Protagonists in Cult and Narratives

Ecclesiastics - bishops
Ecclesiastics - lesser clergy

Source

The letters exchanged by Aunacharius and Stephanus are transmitted in two works produced at Auxerre in the 9th century: the preface by Heiric of Auxerre to his verse Life of Germanus of Auxerre (BHL 3458), and the historical compilation known as The Deeds of the Bishops of Auxerre (Gesta pontificum Autissiodorensium). The text of the letters is identical in the two works.

The Deeds of the Bishops of Auxerre was compiled at Auxerre around 872, the year of the death of the last bishop included in the original version (Sot et al. 2002, viii). Like its presumed model, the Liber pontificalis, it consists of entries for each bishop from the founder of the see down to the time of composition. The two letters appear in the entry for Aunacharius (Sot et al. 2002, 62-85).

The other source in which the letters appear is the preface, addressed to the emperor Charles the Bald, of Heiric's verse
Life of Germanus. Heiric's work was completed in 873, according to a statement in the poem itself (Egmond 2006, 15). In the preface (Traube 1896, 430), Heiric claims that Charles's son Lothar (Hlotharius), who until his death in 865 had been abbot of the monastery of St Germanus at Auxerre, discovered the letters 'on a page of a day book' (in una dierum libri cuiusdam paenita), i.e. a register of letters and other documents, perhaps that of the see of Auxerre. Lothar searched for the verse life of Germanus written by Stephanus, but was unable to find any trace of it, and therefore commissioned Heiric to write a life of Germanus in verse. It is possible that Heiric's attribution of the discovery to Lothar is a fiction intended to elicit the good will of Lothar's father, and that the letters had been discovered by someone else, perhaps the compilers of the Gesta. In any case, there is no reason to doubt their authenticity.
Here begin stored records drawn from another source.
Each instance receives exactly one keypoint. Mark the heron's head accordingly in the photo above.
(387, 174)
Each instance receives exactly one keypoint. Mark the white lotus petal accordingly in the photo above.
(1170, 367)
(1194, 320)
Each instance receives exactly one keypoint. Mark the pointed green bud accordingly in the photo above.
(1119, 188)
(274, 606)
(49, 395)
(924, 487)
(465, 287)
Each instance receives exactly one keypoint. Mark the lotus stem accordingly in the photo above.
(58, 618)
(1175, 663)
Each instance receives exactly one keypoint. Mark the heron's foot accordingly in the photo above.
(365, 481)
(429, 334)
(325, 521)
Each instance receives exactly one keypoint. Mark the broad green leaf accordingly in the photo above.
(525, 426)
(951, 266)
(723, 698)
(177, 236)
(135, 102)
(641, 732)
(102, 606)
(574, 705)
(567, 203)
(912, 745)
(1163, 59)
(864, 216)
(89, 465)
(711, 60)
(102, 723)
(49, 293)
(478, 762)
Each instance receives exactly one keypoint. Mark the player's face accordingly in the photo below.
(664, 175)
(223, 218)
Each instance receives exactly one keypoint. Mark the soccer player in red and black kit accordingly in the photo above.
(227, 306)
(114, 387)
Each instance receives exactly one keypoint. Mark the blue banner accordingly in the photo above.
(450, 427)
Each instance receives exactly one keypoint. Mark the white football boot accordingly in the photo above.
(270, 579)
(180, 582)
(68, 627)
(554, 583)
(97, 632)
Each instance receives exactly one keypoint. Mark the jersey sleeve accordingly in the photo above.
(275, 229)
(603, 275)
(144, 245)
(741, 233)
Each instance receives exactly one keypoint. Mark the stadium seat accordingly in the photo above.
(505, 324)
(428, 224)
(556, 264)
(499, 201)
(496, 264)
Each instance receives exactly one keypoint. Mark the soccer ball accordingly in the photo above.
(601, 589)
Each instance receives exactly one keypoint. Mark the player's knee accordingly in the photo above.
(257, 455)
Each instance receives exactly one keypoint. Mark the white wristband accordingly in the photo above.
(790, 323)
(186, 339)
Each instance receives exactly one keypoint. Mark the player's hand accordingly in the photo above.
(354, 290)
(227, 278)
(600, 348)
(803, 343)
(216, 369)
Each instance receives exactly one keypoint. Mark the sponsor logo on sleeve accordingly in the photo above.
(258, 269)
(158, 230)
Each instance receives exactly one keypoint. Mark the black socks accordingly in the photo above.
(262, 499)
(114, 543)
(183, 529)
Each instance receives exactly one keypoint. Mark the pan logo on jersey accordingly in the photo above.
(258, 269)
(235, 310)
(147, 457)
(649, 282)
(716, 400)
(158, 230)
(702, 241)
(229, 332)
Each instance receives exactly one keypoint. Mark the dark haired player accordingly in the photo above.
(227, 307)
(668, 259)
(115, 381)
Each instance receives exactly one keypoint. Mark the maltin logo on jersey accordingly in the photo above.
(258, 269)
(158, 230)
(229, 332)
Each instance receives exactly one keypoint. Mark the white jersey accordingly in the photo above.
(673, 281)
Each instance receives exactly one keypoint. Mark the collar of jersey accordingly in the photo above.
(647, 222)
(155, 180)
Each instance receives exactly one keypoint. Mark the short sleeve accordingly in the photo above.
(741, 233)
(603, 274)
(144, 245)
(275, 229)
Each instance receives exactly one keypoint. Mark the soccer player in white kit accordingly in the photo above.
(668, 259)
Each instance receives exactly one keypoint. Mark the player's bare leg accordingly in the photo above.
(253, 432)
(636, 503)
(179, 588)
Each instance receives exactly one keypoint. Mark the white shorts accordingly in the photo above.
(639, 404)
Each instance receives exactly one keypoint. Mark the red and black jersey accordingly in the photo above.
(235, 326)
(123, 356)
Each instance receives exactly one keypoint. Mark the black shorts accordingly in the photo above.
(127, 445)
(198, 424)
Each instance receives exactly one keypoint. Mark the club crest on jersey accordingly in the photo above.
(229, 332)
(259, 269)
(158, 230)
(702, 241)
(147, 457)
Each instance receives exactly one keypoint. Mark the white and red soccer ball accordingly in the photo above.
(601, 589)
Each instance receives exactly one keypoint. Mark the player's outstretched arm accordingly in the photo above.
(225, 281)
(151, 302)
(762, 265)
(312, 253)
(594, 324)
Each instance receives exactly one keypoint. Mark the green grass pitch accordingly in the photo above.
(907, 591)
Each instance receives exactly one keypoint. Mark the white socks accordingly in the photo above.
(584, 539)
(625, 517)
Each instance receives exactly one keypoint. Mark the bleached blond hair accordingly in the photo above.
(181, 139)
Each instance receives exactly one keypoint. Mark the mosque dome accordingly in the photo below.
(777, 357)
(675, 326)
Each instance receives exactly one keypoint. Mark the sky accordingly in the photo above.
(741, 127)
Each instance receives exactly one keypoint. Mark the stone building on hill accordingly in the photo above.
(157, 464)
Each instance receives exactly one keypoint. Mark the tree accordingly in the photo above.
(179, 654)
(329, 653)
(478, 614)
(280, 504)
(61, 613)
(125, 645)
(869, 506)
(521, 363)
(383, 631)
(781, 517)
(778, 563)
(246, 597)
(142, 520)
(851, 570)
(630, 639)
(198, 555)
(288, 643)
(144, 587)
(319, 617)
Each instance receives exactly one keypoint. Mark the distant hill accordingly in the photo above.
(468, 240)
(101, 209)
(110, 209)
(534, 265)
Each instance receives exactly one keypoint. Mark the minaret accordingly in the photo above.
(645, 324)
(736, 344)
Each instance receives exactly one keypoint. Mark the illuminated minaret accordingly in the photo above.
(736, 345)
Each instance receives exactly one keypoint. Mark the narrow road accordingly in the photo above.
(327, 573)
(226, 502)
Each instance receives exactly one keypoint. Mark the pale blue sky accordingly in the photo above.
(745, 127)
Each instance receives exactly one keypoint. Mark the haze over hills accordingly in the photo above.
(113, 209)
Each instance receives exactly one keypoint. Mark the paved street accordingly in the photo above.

Letters such as these were often used as prefaces to literary works (e.g. the letters to the bishops of Lyon and Auxerre transmitted at the beginning of the
Life of Germanus of Auxerre by Constantius of Lyon: E05841). It is therefore important to note that no extant manuscript of the Life of Amator (E05672) includes the letters: they are transmitted only in manuscripts of Heiric and the Deeds of the Bishops of Auxerre.


Discussion

Aunacharius (his name is often contracted to Aunarius by later scribes) was bishop of Auxerre in the late 6th century, his dates as bishop probably being 561-605 (Duchesne 1899, 435-7; PCBE 4, 'Aunacharius')

No information about the presbyter Stephanus is contained in the letters themselves. However, both Heiric and the
Deeds of the Bishops of Auxerre state that he was African (Traube 1896, 430; Sot et al. 2002, 79): presbiterum provintiae Africae, in Heiric's words. There is no indication in either work as to the provenance of this information.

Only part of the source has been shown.